14th Chief of Staff to the Prime Minister
- In office May 19, 2013 – November 4, 2015
- Prime Minister: Stephen Harper
- Deputy: Jenni Byrne Joanne McNamara
- Preceded by: Nigel Wright
- Succeeded by: Katie Telford

Principal Secretary to the Prime Minister
- In office 2008–2013
- Prime Minister: Stephen Harper
- Preceded by: Francis Fox
- Succeeded by: Gerald Butts

Personal details
- Born: March 30, 1977 (age 49)
- Party: Conservative
- Other political affiliations: Canadian Alliance, Reform Party
- Alma mater: University of Western Ontario University of Calgary

= Ray Novak =

Chief of Staff of the Canadian Prime Minister

Raymond Novak (born March 30, 1977) is a Canadian political strategist, who was appointed as Stephen Harper's fourth Chief of Staff on May 19, 2013, following the dismissal of Nigel Wright. He was the 14th person to serve as Chief of Staff since the creation of the position. He served in the role until November 4, 2015 following the defeat of the Harper government.

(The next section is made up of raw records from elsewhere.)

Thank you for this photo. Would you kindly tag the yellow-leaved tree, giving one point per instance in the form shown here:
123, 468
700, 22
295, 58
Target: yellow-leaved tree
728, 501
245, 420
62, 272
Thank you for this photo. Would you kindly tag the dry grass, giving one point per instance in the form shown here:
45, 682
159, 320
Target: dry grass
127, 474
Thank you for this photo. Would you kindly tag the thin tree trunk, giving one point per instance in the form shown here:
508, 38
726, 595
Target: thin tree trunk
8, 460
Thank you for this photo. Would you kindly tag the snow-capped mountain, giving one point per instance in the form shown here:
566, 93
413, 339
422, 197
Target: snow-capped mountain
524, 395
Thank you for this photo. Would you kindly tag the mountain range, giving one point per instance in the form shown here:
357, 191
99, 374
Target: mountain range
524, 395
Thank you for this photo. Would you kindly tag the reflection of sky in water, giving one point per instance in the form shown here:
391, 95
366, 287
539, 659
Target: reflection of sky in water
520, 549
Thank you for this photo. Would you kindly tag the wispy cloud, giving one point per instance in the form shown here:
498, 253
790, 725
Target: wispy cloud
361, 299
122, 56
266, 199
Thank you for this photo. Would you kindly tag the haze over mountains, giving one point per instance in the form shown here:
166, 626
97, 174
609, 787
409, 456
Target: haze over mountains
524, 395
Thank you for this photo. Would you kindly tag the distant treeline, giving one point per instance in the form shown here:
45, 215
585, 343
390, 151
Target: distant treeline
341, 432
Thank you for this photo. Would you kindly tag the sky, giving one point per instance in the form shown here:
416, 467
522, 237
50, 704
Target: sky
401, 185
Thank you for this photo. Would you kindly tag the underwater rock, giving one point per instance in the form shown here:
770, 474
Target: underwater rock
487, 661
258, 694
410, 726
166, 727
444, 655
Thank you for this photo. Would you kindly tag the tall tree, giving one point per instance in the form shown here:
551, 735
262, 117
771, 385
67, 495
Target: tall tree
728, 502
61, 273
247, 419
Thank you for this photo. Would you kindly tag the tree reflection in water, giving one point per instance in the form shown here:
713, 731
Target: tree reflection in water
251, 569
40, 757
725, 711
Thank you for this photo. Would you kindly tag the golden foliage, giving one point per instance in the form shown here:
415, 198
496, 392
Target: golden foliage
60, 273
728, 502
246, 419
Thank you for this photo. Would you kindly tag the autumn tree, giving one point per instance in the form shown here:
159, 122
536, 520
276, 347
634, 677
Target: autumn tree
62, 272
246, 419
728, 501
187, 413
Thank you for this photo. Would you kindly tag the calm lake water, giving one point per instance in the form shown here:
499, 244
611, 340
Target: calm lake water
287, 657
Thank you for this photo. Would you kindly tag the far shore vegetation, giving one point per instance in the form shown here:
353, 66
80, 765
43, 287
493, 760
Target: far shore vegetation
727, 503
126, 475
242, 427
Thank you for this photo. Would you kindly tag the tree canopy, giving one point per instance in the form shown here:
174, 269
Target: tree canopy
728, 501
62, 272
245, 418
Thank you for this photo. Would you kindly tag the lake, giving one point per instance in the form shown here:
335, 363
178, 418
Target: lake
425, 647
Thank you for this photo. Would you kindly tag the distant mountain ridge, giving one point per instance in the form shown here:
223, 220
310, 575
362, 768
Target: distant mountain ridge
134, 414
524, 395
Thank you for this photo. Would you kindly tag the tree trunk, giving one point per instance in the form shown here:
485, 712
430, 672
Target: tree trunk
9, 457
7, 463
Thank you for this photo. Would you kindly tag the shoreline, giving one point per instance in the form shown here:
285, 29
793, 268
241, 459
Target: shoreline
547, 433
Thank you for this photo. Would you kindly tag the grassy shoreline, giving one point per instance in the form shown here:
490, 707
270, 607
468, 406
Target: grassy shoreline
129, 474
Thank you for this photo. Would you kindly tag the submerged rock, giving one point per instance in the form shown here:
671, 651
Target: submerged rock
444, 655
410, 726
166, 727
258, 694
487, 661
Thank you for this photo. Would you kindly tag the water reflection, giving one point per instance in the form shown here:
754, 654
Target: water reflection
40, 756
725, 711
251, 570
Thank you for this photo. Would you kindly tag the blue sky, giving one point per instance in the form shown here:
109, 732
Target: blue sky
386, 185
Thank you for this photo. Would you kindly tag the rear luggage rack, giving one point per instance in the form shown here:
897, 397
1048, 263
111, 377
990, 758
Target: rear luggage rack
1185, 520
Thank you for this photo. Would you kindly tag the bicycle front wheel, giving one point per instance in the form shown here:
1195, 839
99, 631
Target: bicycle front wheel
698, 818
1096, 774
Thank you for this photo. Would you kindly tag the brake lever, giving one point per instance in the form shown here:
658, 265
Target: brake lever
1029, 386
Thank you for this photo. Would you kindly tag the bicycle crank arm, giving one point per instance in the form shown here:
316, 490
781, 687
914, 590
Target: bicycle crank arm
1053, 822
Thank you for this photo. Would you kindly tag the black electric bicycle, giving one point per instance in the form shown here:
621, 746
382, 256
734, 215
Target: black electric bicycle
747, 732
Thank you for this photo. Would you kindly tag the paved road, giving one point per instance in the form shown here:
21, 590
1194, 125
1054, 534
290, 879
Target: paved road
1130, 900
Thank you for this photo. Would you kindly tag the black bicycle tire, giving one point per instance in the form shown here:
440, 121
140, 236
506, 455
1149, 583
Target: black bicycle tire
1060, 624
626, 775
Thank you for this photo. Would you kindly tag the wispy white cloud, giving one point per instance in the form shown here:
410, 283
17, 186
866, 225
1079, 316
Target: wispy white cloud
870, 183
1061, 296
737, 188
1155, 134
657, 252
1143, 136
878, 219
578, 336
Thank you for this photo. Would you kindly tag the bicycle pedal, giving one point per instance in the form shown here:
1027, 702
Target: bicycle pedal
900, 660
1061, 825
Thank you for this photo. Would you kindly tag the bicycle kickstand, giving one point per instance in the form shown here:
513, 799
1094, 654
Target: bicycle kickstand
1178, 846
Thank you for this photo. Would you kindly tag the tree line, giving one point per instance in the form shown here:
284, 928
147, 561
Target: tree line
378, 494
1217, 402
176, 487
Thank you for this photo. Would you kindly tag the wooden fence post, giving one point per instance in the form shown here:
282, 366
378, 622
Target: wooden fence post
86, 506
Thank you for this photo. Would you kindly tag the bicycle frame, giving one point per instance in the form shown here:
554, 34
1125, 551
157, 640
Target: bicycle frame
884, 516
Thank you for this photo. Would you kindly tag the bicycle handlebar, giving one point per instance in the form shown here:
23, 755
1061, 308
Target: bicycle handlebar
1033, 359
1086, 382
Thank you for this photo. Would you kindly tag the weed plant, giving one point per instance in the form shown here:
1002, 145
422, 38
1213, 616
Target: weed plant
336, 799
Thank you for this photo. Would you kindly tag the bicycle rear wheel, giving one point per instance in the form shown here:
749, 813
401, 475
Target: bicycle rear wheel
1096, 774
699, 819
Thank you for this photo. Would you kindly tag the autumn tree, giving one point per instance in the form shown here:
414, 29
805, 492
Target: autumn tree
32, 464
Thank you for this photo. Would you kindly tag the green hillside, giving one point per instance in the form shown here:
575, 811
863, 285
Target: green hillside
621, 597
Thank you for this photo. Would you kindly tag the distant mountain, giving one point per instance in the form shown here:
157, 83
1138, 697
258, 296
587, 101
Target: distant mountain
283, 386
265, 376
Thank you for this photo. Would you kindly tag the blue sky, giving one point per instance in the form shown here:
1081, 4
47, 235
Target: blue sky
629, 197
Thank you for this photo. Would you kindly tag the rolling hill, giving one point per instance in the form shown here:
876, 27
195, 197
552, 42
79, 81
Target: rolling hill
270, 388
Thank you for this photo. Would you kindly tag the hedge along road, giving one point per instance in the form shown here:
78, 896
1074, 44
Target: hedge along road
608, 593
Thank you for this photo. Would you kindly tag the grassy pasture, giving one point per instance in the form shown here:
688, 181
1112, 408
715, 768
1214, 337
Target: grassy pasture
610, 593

Educated in political science at the University of Western Ontario and the University of Calgary, Novak first entered politics as an intern in the offices of Preston Manning and Rob Anders. He was later a researcher for the National Citizens Coalition while Stephen Harper was leading the organization. When Harper moved into Stornoway, Novak lived rent-free in an apartment above the official residence's garage.

Ray Novak was employed in the Prime Minister's Office since Harper's entry in 2006, undertaking several roles.

He is personal friends with Kory Teneycke and Jenni Byrne, all of whom were close advisors to Prime Minister Stephen Harper. The three met while working for the Reform Party of Canada during the 1997 Canadian federal election.